A Nissen Fundoplication is an elective surgical procedure that is meant to alleviate chronic reflux (also known Gastroesophageal reflux disease, GERD, or regurgitation) in those who have not been able to control it with medication and lifestyle changes. It is also the treatment option in the repair of hiatus hernias. Gastroesophageal reflux is caused as a result of a weak muscle valve, called the lower esophageal, that separates the esophagus from the stomach. There is a burning sensation associated with this through the chest and throat. The esophagus is your swallowing tube, by which all food and drink passes on the way down to your stomach.
In this surgery the upper portion of the stomach is wrapped all the way around the lower portion of the esophagus in order to restore the function of the stomach valve, thus stomach acid is prevented from rising into the esophagus in the case of reflux. The top portion of the stomach is prevented from slipping through the diaphragm in the case of hiatus hernia’s. This procedure can sometimes be performed laparoscopically through a series of ports to reduce recovery time and scarring.
This is a major surgery, and as with every major surgery there are risks. Some of the risks involved in a fundoplication are bleeding, perforation, infection, increased dysphagia, increased incidence of blood clots to the lung, heart attack and rarely death.
The operation carries with it moderate to severe pain which is controlled even before the surgery begins through a variety of methods. You may be given an Intravenous (I.V.) to control the pain, or an epidural which injects pain medication directly into the spine. Many of the pain reduction procedures are started prior to surgery to minimize the pain immediately after surgery.
As with any major surgery, there are pre-operative tests that must be taken in order to ensure the patient is ready for surgery. These tests make certain that your physician knows as much about your condition as possible which ensures the procedure will be performed as safely as possible. Some of these tests may include: (see the Diagnostic Test section for more details)
We ask that your Family Doctor fill in your Pre-Operative History & Physical Exam Record (found in your surgical package, form #3) and that it be returned to the surgical package envelope upon completion. Please notify our office or the admitting nurse upon arrival to surgery of any changes in your health after your Pre-Op History and Physical Exam were finalized.
You MUST NOT EAT OR DRINK anything after midnight the night before your surgery, only clear fluids (such as clear tea, black coffee, apple juice, ginger ale, Jell-O) may be consumed up to 4 hours before your admission time. Morning pills can be taken with a very small sip of water up until two hours before your admission time (NO milk, NO orange juice), after this time no fluids are allowed (not even water). Please be aware that this includes gum, candy and mints.
Day of Surgery:
Take your usual medication the morning of your surgery with a SIP of water unless instructed not to by your doctor. Please take a shower or bath and remove all make-up and nail polish and tie your hair back if it is long. Wear comfortable clothing which will be easy to put on after your surgery and wear your hearing aid and glasses instead of contacts.
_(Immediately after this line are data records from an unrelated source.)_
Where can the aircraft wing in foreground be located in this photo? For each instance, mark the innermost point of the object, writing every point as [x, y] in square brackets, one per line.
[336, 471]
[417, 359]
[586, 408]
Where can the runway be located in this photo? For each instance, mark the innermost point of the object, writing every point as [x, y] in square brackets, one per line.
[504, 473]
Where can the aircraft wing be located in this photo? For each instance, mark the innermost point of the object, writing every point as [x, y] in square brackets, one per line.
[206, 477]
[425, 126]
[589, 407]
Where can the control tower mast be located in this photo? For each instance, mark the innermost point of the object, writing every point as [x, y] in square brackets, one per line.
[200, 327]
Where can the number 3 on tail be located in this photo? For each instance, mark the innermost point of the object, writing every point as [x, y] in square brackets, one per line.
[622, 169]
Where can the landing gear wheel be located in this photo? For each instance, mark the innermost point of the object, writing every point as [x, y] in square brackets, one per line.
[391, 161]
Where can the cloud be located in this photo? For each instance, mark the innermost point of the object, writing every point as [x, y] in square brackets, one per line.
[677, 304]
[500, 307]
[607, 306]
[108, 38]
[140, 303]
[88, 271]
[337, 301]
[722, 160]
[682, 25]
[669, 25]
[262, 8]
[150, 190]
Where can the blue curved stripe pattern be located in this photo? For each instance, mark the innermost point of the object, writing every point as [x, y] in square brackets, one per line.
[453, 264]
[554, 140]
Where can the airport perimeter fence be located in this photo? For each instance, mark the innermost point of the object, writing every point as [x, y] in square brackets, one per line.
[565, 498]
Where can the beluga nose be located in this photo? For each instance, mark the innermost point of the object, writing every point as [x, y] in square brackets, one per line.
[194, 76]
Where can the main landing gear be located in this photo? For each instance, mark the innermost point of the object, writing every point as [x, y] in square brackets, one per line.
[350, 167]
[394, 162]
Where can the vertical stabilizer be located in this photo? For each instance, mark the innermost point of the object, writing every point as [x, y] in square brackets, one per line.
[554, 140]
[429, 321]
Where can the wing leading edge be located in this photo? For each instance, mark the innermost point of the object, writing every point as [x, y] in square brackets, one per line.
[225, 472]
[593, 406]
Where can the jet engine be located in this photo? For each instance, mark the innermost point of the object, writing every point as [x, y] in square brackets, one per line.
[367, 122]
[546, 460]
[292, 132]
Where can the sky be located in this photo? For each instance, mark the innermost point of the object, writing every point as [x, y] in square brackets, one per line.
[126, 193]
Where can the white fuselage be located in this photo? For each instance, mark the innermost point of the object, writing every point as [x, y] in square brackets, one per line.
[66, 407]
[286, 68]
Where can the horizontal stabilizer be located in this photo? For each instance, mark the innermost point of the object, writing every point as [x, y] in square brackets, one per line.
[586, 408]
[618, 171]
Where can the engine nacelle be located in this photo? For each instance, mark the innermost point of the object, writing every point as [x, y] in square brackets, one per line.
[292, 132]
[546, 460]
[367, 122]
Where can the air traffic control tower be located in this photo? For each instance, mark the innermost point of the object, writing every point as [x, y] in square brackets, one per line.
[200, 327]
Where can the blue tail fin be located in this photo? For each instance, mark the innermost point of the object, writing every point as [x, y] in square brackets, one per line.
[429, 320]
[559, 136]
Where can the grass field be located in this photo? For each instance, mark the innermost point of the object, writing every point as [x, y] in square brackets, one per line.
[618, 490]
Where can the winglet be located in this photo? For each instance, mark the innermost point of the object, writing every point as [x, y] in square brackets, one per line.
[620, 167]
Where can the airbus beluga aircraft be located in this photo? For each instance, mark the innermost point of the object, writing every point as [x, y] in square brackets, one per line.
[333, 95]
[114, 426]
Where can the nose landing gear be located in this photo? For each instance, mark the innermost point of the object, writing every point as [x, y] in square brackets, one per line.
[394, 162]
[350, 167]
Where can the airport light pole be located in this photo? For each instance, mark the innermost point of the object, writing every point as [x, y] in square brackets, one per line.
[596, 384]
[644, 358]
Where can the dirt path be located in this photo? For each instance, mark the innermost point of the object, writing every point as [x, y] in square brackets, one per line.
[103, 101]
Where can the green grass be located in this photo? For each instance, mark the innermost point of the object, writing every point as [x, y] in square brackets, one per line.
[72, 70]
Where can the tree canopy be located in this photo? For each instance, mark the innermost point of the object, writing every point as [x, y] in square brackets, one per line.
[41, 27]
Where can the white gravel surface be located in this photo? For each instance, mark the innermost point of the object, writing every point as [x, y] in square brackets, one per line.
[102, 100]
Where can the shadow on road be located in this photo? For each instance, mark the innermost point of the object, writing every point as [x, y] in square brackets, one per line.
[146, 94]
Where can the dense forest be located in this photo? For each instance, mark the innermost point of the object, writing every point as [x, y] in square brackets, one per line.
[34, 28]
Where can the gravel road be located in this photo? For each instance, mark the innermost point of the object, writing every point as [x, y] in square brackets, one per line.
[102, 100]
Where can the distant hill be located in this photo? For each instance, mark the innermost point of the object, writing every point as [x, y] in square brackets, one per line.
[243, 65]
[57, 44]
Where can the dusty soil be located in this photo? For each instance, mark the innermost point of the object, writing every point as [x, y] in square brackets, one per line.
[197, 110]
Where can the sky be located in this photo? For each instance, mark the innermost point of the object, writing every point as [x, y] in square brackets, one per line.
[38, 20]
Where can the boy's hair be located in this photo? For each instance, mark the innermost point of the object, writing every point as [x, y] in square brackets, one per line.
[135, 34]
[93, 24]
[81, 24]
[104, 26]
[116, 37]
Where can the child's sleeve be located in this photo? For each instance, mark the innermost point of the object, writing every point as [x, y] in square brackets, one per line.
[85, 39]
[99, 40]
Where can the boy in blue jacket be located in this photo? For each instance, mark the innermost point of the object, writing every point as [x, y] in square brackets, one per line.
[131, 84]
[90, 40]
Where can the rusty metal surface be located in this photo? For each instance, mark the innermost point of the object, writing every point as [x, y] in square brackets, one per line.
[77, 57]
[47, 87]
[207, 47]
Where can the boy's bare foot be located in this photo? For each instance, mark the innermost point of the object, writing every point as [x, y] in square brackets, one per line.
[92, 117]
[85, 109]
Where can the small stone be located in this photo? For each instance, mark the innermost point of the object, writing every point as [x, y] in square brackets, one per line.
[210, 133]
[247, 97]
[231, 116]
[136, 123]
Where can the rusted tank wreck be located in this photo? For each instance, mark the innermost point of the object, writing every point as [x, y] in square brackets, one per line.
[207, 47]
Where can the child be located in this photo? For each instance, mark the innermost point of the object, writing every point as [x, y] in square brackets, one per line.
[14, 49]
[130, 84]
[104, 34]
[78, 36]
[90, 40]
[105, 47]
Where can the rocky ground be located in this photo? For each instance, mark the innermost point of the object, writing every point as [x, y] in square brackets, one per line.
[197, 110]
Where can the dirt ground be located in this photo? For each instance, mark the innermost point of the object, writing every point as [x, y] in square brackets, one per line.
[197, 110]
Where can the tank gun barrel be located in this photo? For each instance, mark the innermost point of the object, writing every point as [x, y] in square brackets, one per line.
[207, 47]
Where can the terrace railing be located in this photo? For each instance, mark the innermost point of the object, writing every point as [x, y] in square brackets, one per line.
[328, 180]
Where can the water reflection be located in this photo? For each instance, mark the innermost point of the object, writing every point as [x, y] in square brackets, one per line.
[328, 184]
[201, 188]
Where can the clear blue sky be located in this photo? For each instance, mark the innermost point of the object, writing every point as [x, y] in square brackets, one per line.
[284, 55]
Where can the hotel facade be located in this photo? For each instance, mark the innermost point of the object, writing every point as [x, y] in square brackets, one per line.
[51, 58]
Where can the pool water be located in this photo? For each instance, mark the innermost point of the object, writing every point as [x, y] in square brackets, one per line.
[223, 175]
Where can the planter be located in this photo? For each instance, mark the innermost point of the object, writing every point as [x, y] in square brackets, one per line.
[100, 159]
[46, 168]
Please leave all cash, valuables and jewelry at home, since there are no lockers and the hospital assumes no responsibility for patient valuables. Also, please leave cell phones and electronic devices at home, as they CAN NOT be used in the hospital.
Please bring with you:
Upon arrival to the hospital please proceed to Same-Day Admitting on the East end of the 2nd Floor of Southlake Regional Health Centre. After registering, your family and friends will be asked to wait in the Surgical Admissions Waiting room on the 2nd Floor during your procedure.
Please remember that every patient’s recovery and recovery time is different depending on the individual and we can only provide approximate time frames and expectations.
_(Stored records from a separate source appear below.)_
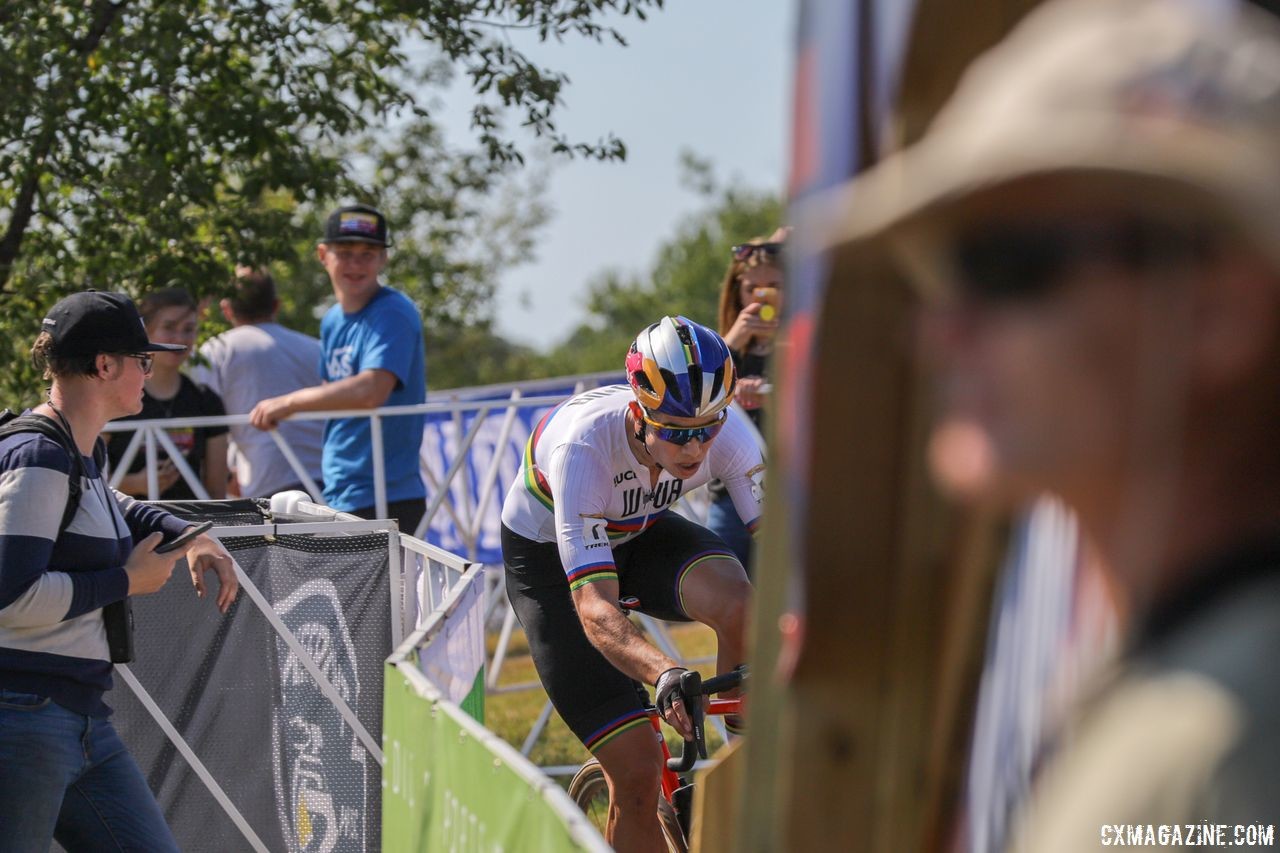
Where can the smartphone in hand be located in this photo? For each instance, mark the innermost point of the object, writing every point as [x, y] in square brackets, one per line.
[184, 539]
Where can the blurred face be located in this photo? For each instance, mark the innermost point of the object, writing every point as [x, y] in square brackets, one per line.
[760, 284]
[1040, 364]
[680, 460]
[174, 324]
[353, 268]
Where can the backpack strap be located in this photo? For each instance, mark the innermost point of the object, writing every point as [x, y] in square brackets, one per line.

You will wake up from the anesthesia in the Post-Anesthetic Care Unit (P.A.C.U., aka. Recovery Room), here you will spend several hours under close surveillance while recovering from surgery. You may wake up with a breathing tube down your throat; this tube will be removed soon after you are awake when you can breathe on your own. After the recovery room you will proceed up to the Surgical In-patient unit on the 5th Floor.
You can expect to be in the hospital from anywhere between 1 to 2 days after surgery, where you will be monitored closely by the nurses and hospital staff. Bandages will cover the sites where the chest tube and incisions were; these are to be kept dry and kept in place for several days after returning home. After several days, you may wash the wounds with water and a mild soap (no bathing) and re-cover with dry gauze if there is any discharge. You must have a friend or relative present to take you home in order to be discharged from the hospital.
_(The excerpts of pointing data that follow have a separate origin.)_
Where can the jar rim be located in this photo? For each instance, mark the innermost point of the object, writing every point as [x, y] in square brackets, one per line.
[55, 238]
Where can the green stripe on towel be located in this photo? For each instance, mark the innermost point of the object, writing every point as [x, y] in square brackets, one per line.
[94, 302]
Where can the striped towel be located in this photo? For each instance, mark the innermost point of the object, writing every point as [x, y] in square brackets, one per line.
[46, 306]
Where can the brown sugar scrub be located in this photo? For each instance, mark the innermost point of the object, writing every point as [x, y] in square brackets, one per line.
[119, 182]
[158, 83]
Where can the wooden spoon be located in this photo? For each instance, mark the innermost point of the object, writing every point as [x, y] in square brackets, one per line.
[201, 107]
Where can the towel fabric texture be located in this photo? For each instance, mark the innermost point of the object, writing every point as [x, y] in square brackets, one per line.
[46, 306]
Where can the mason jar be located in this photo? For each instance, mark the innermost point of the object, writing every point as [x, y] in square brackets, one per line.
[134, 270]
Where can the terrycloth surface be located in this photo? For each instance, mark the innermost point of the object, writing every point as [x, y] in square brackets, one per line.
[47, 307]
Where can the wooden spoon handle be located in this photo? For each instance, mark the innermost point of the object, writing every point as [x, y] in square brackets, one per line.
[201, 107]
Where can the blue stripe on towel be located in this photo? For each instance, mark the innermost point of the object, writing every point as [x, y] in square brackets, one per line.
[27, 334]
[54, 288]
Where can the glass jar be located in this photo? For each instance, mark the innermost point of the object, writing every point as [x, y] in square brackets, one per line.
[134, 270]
Please do not hesitate to call our office if you are experiencing any excessive bleeding, wound discharge, pain, fever, dysphagia (difficulty swallowing), vomiting, if your prescription runs out or if you have any questions at all. If you are experiencing any of these problems and are not able to speak with someone in our office (ie. after business hours or on the weekend) and the problem is severe; please visit your local emergency room.
You will have a post-surgery follow-up appointment booked with Dr. Toth, Dr. Privitera or Dr. Kavanagh in 4-6 weeks after your surgery. During this appointment you will discuss the operation and the final pathology results.